I simplified it to this:
$$\lim_{n \to \infty} \frac{2(4 \cos(n) - 3n^2)}{(6n^3 + 5n \sin(n))}.$$
At this point I want to use the Sandwich Theorem on the Numerator and Denominator to evaluate the limit. 
I use the fact that $\lim_{n \to \infty} \frac{a}{b} = \frac{\lim_{n \to \infty} a}{\lim_{n \to \infty} b}$ when  $b\ne 0$. 
By the Sandwich Theorem both the Numerator and Denominator is $\infty$.
Hence the answer is 1. 
But if I calculate the limit whole without splitting it into two I get $\frac{3}{2}$. Which answer is correct?
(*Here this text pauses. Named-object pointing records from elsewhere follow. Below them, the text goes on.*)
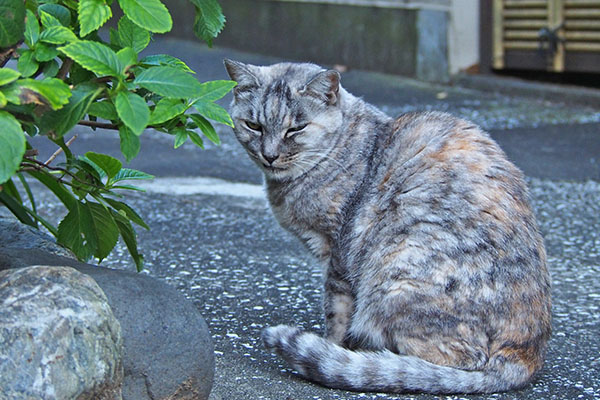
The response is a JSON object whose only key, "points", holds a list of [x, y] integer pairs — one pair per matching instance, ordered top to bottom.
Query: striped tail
{"points": [[331, 365]]}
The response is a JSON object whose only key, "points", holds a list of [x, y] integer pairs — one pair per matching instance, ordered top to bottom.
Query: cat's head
{"points": [[285, 115]]}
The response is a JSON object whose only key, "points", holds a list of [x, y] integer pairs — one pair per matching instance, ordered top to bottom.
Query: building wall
{"points": [[426, 39]]}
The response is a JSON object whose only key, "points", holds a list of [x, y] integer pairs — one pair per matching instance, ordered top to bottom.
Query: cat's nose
{"points": [[270, 158]]}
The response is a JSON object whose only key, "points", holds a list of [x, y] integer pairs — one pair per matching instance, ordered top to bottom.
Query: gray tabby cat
{"points": [[435, 272]]}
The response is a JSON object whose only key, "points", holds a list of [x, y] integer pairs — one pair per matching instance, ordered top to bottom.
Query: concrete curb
{"points": [[519, 87]]}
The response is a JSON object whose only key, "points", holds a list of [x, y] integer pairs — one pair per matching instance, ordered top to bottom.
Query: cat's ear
{"points": [[242, 74], [325, 85]]}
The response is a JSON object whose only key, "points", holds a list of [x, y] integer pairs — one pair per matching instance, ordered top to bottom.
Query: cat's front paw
{"points": [[277, 338]]}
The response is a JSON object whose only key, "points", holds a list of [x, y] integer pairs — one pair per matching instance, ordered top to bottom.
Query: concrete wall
{"points": [[426, 39]]}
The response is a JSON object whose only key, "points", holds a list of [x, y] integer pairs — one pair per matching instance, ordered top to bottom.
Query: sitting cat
{"points": [[435, 272]]}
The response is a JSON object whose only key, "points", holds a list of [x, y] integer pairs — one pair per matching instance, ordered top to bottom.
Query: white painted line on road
{"points": [[202, 185]]}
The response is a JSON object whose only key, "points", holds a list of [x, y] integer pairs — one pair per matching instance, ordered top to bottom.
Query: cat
{"points": [[435, 275]]}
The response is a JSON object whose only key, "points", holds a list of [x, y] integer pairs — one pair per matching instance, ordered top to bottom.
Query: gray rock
{"points": [[59, 338], [167, 348]]}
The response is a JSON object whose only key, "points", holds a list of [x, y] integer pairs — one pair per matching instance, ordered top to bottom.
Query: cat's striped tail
{"points": [[331, 365]]}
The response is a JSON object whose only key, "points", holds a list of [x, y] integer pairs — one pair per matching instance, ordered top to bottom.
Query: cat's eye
{"points": [[253, 126], [292, 131]]}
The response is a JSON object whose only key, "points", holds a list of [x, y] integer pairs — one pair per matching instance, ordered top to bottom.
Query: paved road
{"points": [[218, 243]]}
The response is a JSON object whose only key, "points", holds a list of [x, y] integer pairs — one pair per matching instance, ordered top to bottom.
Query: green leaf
{"points": [[57, 12], [148, 14], [92, 15], [48, 20], [209, 20], [12, 22], [32, 29], [57, 35], [131, 35], [43, 52], [93, 56], [127, 57], [165, 60], [26, 64], [50, 69], [78, 74], [8, 75], [169, 82], [214, 90], [53, 92], [103, 109], [167, 109], [133, 111], [213, 111], [63, 120], [206, 128], [180, 137], [196, 139], [12, 143], [130, 143], [110, 165], [88, 172], [126, 174], [56, 187], [16, 208], [128, 211], [105, 228], [76, 232], [129, 237]]}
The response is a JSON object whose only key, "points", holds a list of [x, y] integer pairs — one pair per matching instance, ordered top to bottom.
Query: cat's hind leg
{"points": [[338, 305]]}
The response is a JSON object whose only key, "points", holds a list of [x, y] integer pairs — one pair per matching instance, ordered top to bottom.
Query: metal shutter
{"points": [[554, 35]]}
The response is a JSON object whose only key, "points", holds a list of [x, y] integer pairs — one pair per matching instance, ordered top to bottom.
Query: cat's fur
{"points": [[435, 273]]}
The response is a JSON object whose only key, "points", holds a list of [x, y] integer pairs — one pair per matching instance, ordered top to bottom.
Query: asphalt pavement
{"points": [[213, 237]]}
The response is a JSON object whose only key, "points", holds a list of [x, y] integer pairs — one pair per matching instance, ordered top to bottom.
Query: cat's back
{"points": [[450, 161], [440, 182]]}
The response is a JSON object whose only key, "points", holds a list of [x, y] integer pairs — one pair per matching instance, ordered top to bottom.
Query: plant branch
{"points": [[64, 68], [95, 124], [60, 150], [38, 165]]}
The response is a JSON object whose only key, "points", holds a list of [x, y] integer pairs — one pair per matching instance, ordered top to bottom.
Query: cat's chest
{"points": [[317, 209]]}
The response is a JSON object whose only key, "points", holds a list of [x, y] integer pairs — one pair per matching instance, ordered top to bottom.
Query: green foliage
{"points": [[67, 75]]}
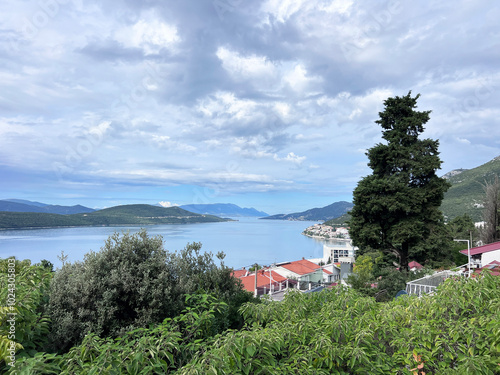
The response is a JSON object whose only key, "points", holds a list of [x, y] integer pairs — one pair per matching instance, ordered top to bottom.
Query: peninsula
{"points": [[133, 214]]}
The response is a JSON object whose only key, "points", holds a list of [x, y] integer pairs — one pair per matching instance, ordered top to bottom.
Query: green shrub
{"points": [[23, 296]]}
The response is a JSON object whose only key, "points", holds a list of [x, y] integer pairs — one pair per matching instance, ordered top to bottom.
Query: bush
{"points": [[131, 283]]}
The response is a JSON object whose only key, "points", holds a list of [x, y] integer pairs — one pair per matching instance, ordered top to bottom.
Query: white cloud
{"points": [[150, 34], [246, 67], [301, 81], [292, 158]]}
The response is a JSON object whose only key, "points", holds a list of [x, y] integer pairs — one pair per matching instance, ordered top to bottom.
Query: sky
{"points": [[265, 103]]}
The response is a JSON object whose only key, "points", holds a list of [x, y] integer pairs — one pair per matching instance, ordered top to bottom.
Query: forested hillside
{"points": [[466, 194], [134, 214]]}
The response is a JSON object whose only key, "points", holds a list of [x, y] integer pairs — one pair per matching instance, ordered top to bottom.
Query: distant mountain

Please Help!
 A: You should revise your work. My advice is to apply the Sandwich Theorem in a different way.
Note that the given limit can be written as
$$\lim_{n \to \infty}  \frac{n^2\cdot (\frac{4 \cos(n)}{n^2} - 3)\cdot n^5\cdot(2 - \frac{1}{n^2} + \frac{1}{n^5})}{n^3\cdot (6 + \frac{5\sin(n)}{n^2})\cdot n^4\cdot (1 + \frac{2}{n})^4}$$
Simplify the powers of $n$ and recall that, just by the Sandwich Theorem, if $a_n\to 0$ and $b_n$ is bounded then $\lim_{n\to \infty}(a_n\cdot b_n)=0$.
What is the final answer?
A: We have that
$$\frac{(-4 - 3n^2)(2n^5 - n^3 + 1)}{(6n^3 + 5n \sin(n))(n + 2)^4)}\le \frac{(4 \cos(n) - 3n^2)(2n^5 - n^3 + 1)}{(6n^3 + 5n \sin(n))(n + 2)^4)}\le \frac{(4  - 3n^2)(2n^5 - n^3 + 1)}{(6n^3 + 5n \sin(n))(n + 2)^4)}$$
and we can conclude by squeeze theorem since for both bounds
$$\frac{(\pm4  - 3n^2)(2n^5 - n^3 + 1)}{(6n^3 + 5n \sin(n))(n + 2)^4)}\sim \frac{-6n^7}{6n^7} = -1$$
as already noticed by RobertZ, in a simpler way, we can directly use the same argument for the original limit.